Seeing and Ceasing

Seeing and Ceasing

We lost a portfolio this week. I had the opportunity to move it on forcool £13K but decided to hold out to help my associates create £40K out of it. It’s often the way in property, time was not on our side and it went to another party. So other than another learning experience we get nothing out of the deal. Now some might think I was being greedy and deserved to lose it but in reality I would have got less from the £40K than I would from the £13K, as the fees would have been split between four rather than me getting the lot. What I was trying to do was help my associates. There would have also been more work for me as the intention would have been to sell on the properties individually to first time buyers.
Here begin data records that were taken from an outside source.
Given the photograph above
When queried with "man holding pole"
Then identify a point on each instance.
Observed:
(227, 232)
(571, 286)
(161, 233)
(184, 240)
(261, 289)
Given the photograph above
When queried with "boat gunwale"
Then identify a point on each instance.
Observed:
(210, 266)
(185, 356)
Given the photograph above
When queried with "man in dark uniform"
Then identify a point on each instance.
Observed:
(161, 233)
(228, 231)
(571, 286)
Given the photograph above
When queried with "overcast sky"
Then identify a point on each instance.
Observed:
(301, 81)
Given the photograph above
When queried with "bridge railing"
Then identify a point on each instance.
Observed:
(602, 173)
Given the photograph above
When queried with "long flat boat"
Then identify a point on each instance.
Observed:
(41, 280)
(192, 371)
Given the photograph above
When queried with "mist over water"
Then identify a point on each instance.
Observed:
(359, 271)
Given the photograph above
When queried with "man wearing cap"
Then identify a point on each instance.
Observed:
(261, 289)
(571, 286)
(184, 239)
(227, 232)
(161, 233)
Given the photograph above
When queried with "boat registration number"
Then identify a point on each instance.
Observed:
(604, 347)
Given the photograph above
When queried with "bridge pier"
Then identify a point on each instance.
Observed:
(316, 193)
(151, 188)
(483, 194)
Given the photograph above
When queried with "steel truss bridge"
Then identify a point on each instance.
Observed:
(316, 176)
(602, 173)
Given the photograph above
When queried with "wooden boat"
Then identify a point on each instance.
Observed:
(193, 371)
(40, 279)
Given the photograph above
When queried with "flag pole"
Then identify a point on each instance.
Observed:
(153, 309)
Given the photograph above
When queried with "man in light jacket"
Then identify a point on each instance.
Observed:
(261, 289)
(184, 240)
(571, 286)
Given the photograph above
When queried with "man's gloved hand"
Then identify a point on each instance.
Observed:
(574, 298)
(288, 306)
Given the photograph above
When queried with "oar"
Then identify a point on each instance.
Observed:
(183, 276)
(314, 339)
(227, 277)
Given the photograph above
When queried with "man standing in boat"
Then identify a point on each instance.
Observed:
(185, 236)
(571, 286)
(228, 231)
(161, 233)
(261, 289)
We have to expect lots of deals to fall simply because it’s a numbers game and there are so many players in the market. However the very same people I was trying to help, apart from the first time buyers of course, are the ones who only two weeks ago were suggesting I stop trying to help so many people for nothing and try to concentrate on making more for myself with them. It seems an ironic situation that when I try to help them, their own lack of ability to close the deal quickly end up with me losing out completely. This could be seen as progress in establishing ways forward as the intention of working with these people is to have the machinery in place for when I’m not around, they’re going to have to do better but ultimately we have to realise that we simply won’t win them all.

A wonderful deal has just come through which is worthy of comment. A seventy nine year old chap has approached me with regards to raising funds against his unencumbered property. He wants a minimum £120K and his great big Victorian semi is worth at least £300k. He wants to pay off some loans, spend some money renovating the house and invest some money too. He’s happy to pay 6% interest on the loan until he dies at which point the property will change hands to the investor. To me it seems like an easy deal to wrap up but, as it’s in Manchester and I’m moving operations to the South of the country I’m not sure I want to tie up that money when in effect I could use those same funds to buy at least ten terraces which would return me far more. It’ll be around for a week or two so contact us if you’re interested.

We’ve got a 1930’s semi on the market. The estate agent said it would never achieve more than £125K as one nearby sold recently for £122K just a few weeks earlier. We said put it up at £140K or available to rent at £750 per month. There wasn’t a single inquiry to rent it and yet the first offer to buy is £130K. The best chances come with the early viewings as it’s new to the market it gets the most attention. With this particular property we wanted the least hassle and, as it’s got a big garden we look for alternatives to save us having to keep up the maintenance. We also put it up as a rent to buy offer and after an initial viewing from this angle we got an offer of £45K down on the full asking price. Now we have a choice and have to decide which one to go with. That’s. not necessarily as simple as it might first appear. The pros and cons of every purchase and sale need to be weighed up carefully.

I missed a beauty in Somerset the other day. I have a fondness for that county as its where my family originate. I was on the computer to accept it within an hour of having word on the deal. I’d lost the guys phone number because my phone lost all its contacts when a supposed techy guy tried to back up the details. That computer hour was too slow as somebody had already got the deal on the phone. That’s the way they are when they’re good, they’re gone quick and you have to be able to cease a deal as soon as you see it. The opportunities abound in property and those with cash are making a killing right now but that doesn’t mean there isn’t a little for everyone.

Always be prepared to cease what you see.